Wyoming Integrated Test Center breaks ground

By on Apr 28, 2016 in In the News |

State and industry leaders eye $21 million facility as link to a low-carbon future for coal

It might not be a white knight riding to the rescue just yet, but a glimmer of hope came for the state’s beleaguered coal industry this week in the form of Wednesday’s groundbreaking ceremonies for the Wyoming Integrated Test Center near Gillette.

The event kicked off construction of the $21 million center, which will be a base for researching low-carbon energy technologies. The groundbreaking was attended by Governor Matt Mead and representatives from Basin Electric Power Cooperative, the Tri-State Generation and Transmission Association, the National Rural Electric Cooperative Association and the Wyoming Municipal Power Agency.

The WITC is located at the Dry Fork Power Station, which is owned by Basin Electric.

“This is truly a tremendous occasion we mark here today – for Gillette, for Wyoming, for scientists and researchers, for energy workers and energy providers … for all of us who go home and turn the lights on at night,” said Jason Begger, executive director of the Wyoming Infrastructure Authority. “The ITC represents the very best of what is possible through a private-public partnership, and is positioned to capitalize on smart technological innovation that will deliver energy independence and reduced carbon emissions.”

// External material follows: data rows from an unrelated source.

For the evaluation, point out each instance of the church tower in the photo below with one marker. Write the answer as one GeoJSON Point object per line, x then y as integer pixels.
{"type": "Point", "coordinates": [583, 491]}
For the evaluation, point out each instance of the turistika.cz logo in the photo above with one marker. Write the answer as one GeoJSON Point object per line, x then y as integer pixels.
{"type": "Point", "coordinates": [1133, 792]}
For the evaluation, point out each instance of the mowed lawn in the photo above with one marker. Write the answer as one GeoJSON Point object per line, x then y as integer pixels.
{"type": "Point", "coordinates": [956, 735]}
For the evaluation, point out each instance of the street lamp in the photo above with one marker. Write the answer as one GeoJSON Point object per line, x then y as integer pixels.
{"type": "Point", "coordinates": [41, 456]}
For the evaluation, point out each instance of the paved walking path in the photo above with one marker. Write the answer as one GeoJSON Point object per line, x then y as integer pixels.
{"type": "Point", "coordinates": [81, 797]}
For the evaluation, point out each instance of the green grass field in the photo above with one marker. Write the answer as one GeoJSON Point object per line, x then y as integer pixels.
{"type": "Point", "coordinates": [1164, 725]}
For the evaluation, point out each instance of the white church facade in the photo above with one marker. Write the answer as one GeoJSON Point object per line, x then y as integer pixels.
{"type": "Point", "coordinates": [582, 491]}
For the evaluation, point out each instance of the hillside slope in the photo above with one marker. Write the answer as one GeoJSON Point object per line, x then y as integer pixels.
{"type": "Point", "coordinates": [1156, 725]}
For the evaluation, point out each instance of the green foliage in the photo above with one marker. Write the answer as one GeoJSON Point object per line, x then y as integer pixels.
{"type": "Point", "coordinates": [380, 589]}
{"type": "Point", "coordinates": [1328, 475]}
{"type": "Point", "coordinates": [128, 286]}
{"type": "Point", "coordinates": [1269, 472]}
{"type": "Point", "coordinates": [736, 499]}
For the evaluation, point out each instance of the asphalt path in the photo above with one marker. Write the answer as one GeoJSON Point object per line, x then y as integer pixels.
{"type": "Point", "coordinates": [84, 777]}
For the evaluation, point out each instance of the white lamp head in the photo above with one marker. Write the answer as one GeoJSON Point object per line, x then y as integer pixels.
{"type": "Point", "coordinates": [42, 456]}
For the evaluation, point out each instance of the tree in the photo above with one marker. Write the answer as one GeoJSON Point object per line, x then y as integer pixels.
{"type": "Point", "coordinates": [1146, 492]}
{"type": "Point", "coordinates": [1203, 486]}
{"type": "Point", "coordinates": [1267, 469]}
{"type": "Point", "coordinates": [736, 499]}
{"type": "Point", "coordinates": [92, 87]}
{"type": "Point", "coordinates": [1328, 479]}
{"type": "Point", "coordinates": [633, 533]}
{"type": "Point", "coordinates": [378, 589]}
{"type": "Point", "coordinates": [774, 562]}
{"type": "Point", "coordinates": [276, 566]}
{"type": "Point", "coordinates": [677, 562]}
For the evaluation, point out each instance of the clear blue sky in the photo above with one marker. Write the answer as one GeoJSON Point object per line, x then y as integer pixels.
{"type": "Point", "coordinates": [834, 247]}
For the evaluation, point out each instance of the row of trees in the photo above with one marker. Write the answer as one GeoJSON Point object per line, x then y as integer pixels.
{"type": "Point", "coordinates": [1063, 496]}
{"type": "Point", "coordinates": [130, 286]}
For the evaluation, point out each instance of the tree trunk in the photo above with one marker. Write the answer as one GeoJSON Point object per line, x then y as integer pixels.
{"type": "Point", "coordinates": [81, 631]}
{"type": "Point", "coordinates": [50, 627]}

The WITC is a public-private partnership that hopes to spark the next generation of energy technology, centering on research into carbon capture, utilization and sequestration technologies using coal-fired flue gas from the Dry Fork Station plant.

With the backing and support of the governor, the Wyoming legislators allocated $15 million in funding in 2014 for the design, construction and operation of the center. An additional $5 million commitment from private industry was required under the appropriation, which has since been secured from the Tri-State, with an additional $1 million pledged coming from the National Rural Electric Cooperative Association. As well as providing the WITC’s location, Basin Electric is providing in-kind contributions to the project, including engineering and construction management services.

When finished, the WITC will be one of only a handful of such facilities in the world, and the second such facility in the U.S. The facility allow for real-world carbon capture testing on-site, “alleviating typical concerns over transferring the technology from a plant to the lab,” according to a release from Basin Electric. The center is scheduled to be completed and ready for use by mid-2017.

An hour-long roundtable discussion with Mead and representatives of the participating companies followed the ceremony.